A Crack in the Sea by H. M. Bouwman, illustrated by Yuko Shimizu.
Puffin Books, Penguin Random House, New York, 2017.
MG fantasy, 360 pages + excerpt.
Lexile: 740L .
AR Level: 5.1 (worth 11.0 points) .
A layered fantasy draws together a 1781 slave ship crossing the Atlantic Ocean, a Vietnamese refugee boat in the South China Sea in 1978, and two very different groups in a magical place the inhabitants think of as the Second World.
I had seen this book even before writing my diverse fantasy booklist, but hesitated to read it as I was nervous. A fantasy story that blends African and Vietnamese and English and different worlds and time periods and difficult topics all into a readable middle grade novel? Many books struggle to do one of those and this was written by a white woman, so I was dubious.
But when I got to the sentence “Old Ren coughed, his unusually pale face even whiter than usual” I breathed a sigh of relief. So many authors make the error of describing the race of characters of color only, that to see a white person’s skin described is a benchmark for baseline acceptability.
Ren is one of just three white characters. In the second world, there are two major groups. The Raftworlders mostly have dark skin with textured hair. They sail and live on a large network of interconnected rafts which reminded me of nothing so much as an updated version of LeGuin’s raft island in The Farthest Shore. They stop at various islands as they sail all over the world, eventually returning to the only populated land.
The Tathenlanders are not as specifically typed to a people from our world, but read mostly as Asian. They could also be indigenous and have thick straight hair and dark skin. There has been some intermingling of the two groups, so visual appearance alone doesn’t indicate where someone is from. Tathenlanders live on land so are able to produce some items the Raftworlders can’t, like wool from sheep or fruit from deep rooted trees, while Raftworlders scavenge items that are unlikely to reach Tathenn.
For the first third of the book, we follow separate but related stories of these two groups. The focus is mainly on two siblings. Pip is magically gifted, but also struggles with severe facial blindness. The insults and challenges he’s faced have caused his older sister Kinchen to be highly protective of him. Within this part of the narrative are also stories that give insight into the past of both peoples, whether the recent or far distant past.
At 140 pages into the book, both of the previous narratives stop and we are plunged into a new story for a hundred pages. This one is set in reality, which the book calls the First World. We meet a boy named Thanh and his sister and the other mostly-unrelated, semi-family they end up with on a small boat. Thanh is a bit of a dreamer, and not very well suited to his life.
Some readers will have trouble with this transition, and because of the big gap, I wouldn’t recommend this as a read aloud where you spread the reading out over a long period of time. It could work well if condensed into a short time such as a road trip, but if you read only a few pages a day, most children would forget important plot points by the time the threads of the story come together. The fantasy is deeply ingrained, and draws from several sources. To tell about it in detail would steal some of the wonder and give away plot points, so trust me that magic is integral.
This is not a light or easy read. Characters go missing, die, and are forever parted. Misfortune strikes just about every character at some point. Yet I was impressed by how this never crossed the line out of MG-appropriate. Nothing is ignored, but many topics are just hinted at, or subtly referenced in a way that will make older readers nod or shake their heads while young readers not ready for those topics will gloss right over them.
Content warnings are as murky as the depths of the sea. Slavery. Disease. Murder by drowning, imprisonment, gun violence, piracy, kidnapping, ableist commentary/thinking (rejected), threats of violence against women, death, family separation, adoption, failed adoption, and corrupt politics. It certainly isn’t a fluffy fantasy read. But there is that sense of hope which frequently distinguishes a MG treatment of a topic. The characters are always moving forward, some against their will, but all progressing somehow.

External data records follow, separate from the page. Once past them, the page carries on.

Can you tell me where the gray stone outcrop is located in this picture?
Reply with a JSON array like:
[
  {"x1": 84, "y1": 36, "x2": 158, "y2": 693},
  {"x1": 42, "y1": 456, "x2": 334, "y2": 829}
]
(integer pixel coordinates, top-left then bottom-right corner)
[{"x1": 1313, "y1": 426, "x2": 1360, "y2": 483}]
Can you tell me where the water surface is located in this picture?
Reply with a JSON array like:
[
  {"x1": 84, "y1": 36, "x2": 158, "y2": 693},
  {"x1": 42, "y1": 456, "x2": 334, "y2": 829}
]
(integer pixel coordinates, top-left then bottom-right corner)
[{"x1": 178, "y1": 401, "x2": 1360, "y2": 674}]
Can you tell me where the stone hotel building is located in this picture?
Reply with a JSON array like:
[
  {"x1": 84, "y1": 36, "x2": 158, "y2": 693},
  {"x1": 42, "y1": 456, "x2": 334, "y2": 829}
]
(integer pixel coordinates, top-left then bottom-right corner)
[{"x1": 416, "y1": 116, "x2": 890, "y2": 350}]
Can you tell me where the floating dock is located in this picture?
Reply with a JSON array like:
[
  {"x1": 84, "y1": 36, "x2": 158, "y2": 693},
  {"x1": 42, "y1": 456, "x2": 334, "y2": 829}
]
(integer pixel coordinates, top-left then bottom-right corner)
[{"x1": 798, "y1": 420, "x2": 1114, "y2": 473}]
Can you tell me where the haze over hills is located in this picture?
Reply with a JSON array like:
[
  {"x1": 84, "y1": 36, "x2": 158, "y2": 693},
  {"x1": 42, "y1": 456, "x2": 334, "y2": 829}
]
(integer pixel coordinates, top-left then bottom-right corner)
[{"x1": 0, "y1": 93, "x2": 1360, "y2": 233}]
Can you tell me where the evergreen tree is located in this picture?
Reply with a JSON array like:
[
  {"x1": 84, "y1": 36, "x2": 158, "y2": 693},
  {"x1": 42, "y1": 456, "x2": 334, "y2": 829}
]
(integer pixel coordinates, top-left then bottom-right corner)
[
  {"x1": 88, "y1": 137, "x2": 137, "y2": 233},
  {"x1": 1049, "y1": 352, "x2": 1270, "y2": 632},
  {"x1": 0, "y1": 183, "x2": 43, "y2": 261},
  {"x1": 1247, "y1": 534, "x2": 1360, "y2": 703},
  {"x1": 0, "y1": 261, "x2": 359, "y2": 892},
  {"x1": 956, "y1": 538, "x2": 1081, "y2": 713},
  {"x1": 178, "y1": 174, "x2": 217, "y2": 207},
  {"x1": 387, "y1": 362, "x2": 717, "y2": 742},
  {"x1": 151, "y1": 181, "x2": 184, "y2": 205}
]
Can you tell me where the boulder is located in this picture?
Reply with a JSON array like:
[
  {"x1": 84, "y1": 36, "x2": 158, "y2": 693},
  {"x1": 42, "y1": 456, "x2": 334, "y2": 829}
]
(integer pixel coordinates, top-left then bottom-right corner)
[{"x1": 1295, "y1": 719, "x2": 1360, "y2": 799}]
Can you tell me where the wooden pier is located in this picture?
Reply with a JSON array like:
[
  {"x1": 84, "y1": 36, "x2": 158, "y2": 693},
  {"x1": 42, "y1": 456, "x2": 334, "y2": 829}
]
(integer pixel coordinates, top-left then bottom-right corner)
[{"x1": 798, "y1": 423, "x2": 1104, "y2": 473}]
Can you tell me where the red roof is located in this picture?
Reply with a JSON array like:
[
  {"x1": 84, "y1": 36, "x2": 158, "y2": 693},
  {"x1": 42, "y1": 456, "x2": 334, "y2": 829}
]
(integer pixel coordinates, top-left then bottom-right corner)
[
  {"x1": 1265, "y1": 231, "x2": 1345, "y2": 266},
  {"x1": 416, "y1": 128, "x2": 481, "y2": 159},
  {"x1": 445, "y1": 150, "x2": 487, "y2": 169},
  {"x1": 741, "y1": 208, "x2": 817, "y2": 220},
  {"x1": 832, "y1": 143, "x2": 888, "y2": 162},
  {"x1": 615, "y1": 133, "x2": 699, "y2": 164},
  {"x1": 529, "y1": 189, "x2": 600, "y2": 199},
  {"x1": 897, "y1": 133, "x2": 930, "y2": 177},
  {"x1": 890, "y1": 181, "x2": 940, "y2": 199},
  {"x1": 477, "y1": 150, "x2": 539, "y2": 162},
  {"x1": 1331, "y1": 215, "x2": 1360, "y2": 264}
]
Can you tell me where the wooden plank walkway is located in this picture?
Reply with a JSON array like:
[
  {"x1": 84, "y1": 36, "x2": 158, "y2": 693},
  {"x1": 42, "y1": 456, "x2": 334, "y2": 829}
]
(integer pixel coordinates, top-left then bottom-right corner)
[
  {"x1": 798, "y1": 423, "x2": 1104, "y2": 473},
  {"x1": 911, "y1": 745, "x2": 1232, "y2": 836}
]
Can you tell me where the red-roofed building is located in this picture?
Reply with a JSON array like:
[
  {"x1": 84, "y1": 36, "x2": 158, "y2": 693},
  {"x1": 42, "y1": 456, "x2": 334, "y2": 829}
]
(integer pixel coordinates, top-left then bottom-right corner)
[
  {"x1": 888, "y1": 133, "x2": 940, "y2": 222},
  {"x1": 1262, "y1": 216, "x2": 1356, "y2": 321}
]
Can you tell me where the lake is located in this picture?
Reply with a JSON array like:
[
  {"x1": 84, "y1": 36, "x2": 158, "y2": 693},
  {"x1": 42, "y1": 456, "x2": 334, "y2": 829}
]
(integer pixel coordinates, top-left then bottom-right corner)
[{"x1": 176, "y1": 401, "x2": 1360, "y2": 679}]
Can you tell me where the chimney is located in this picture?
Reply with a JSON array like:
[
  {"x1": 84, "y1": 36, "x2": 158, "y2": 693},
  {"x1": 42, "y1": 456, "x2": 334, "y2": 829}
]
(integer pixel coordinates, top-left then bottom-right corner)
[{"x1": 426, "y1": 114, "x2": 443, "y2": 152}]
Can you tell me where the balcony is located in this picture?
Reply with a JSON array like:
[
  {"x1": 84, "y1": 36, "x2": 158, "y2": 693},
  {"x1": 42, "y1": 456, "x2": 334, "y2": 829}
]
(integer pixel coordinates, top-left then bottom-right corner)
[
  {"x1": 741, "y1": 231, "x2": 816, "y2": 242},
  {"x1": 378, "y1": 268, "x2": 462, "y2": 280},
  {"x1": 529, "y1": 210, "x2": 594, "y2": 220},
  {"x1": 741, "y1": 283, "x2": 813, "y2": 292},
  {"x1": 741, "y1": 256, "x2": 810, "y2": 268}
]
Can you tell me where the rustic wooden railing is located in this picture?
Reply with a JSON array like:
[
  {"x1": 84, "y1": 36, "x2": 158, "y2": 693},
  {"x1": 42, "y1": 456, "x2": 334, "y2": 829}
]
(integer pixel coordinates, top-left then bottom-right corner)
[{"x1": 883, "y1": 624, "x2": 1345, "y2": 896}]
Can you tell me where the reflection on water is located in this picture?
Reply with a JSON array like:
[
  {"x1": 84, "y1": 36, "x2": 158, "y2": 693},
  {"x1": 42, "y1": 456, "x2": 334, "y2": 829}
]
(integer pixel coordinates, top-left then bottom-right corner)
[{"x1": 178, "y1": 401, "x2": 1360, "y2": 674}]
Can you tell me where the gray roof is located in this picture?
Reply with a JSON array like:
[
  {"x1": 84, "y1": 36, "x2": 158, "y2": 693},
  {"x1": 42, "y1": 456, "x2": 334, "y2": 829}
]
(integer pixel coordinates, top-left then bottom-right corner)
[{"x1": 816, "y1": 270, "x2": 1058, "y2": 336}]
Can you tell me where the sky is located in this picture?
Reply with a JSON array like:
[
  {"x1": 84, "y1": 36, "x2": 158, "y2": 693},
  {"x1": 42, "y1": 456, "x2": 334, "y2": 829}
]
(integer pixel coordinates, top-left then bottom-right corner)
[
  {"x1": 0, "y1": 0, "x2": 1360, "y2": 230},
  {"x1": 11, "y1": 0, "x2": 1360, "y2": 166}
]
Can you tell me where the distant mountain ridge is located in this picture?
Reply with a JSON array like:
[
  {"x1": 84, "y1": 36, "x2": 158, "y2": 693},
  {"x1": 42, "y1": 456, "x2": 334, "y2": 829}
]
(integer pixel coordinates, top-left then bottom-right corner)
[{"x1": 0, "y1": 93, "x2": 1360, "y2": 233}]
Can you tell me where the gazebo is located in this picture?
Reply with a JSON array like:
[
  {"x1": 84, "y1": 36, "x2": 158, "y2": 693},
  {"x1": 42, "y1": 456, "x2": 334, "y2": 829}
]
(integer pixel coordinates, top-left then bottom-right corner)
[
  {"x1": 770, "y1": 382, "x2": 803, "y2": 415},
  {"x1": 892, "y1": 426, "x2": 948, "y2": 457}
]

The artwork is excellent. Without being forced into a format, it truly complements the story and brings to life key moments. Shimizu captures the moments of highest emotion, and renders them poignantly.
Overall, I enjoyed this novel and, barring #ownvoice reviews from some of the groups represented, would recommend. Like most Americans, the Zong story was new to me and the difficult balance of the disparate voices was managed better than I expected.